ELA recuerda que el diálogo social se ha pervertido hasta convertirlo en Navarra en un auténtico despilfarro destinado a la financiación, ya ni siquiera encubierta, de algunas organizaciones afines al régimen.
Es inaudito que ante el clamor social por una regeneración democrática, mayor transparencia y mejor gestión de los recursos públicos, UGT, CCOO y CEN argumenten la necesidad de cobrar del presupuesto para cubrir sus gastos de representación. Con ese mismo argumento, UGT y CCOO justificaron su entrada en los órganos decisorios de Caja Navarra, Bankia y otros focos de corrupción por todo el Estado.
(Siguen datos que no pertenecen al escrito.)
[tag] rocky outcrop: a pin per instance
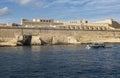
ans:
(35, 40)
(10, 43)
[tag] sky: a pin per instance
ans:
(92, 10)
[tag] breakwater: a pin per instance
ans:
(41, 36)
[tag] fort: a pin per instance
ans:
(50, 31)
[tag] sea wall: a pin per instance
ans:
(59, 36)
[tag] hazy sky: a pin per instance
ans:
(92, 10)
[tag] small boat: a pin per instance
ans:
(95, 45)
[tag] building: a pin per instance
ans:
(107, 24)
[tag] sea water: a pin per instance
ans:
(59, 61)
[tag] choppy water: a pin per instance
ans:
(60, 61)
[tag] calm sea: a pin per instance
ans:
(59, 61)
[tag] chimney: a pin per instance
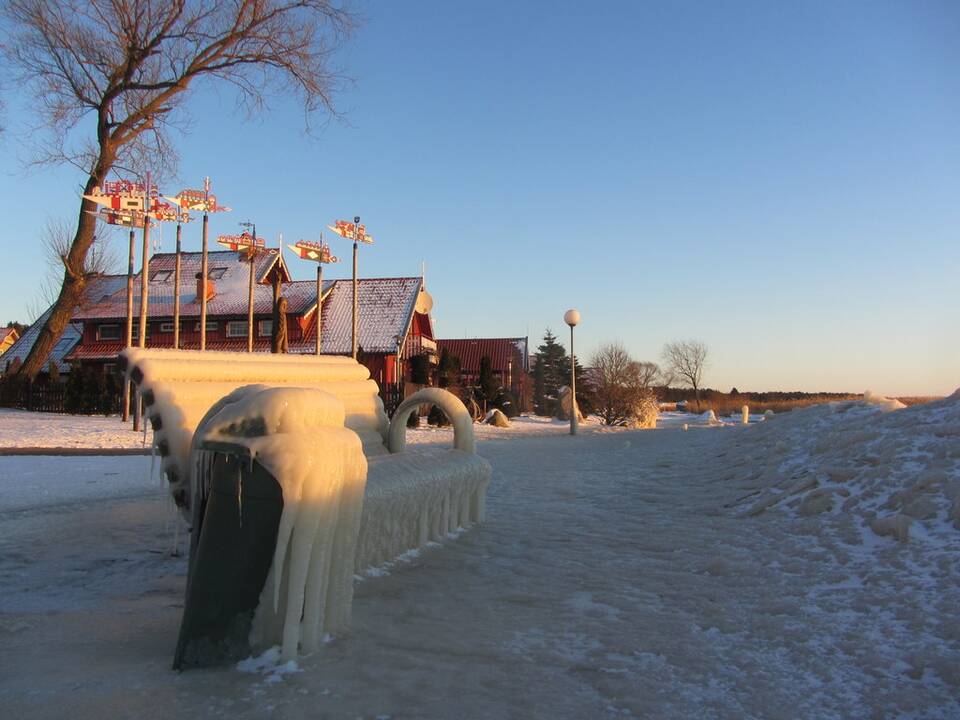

Además, la ley propuesta por el PSN es un insulto a la ciudadanía afectada por recortes en salud, educación, dependencia, etcétera. Por un lado, se afirma que no hay fondos para partidas sociales, pero a UGT, CCOO y CEN se les blinda su financiación incluso con el IPC anual garantizado, lo que supone una burla y una indignante falta de sensibilidad social.
ELA subraya las prisas de esta iniciativa, tramitada por vía de urgencia (el rescate económico parece dirigido a evitar la quiebra de algunas organizaciones) y sin debate parlamentario, argucia utilizada para evitar el bochorno público.
Hay que recordar una vez más que en este asunto, el problema no es la exclusión de algunos sindicatos: ELA no quiere ni necesita participar en este clamoroso fraude a la clase trabajadora. La diferencia se sitúa entre un modelo sindical como el de ELA, basado en la afiliación y los fondos propios, y el modelo de UGT y CCOO, dependiente de las subvenciones que le otorgue el Gobierno de turno. Un sindicalismo que defienda de verdad a la clase trabajadora solo puede afrontar ese reto desde la autonomía política y económica, a pesar de todas las dificultades, y desde la honradez y la transparencia.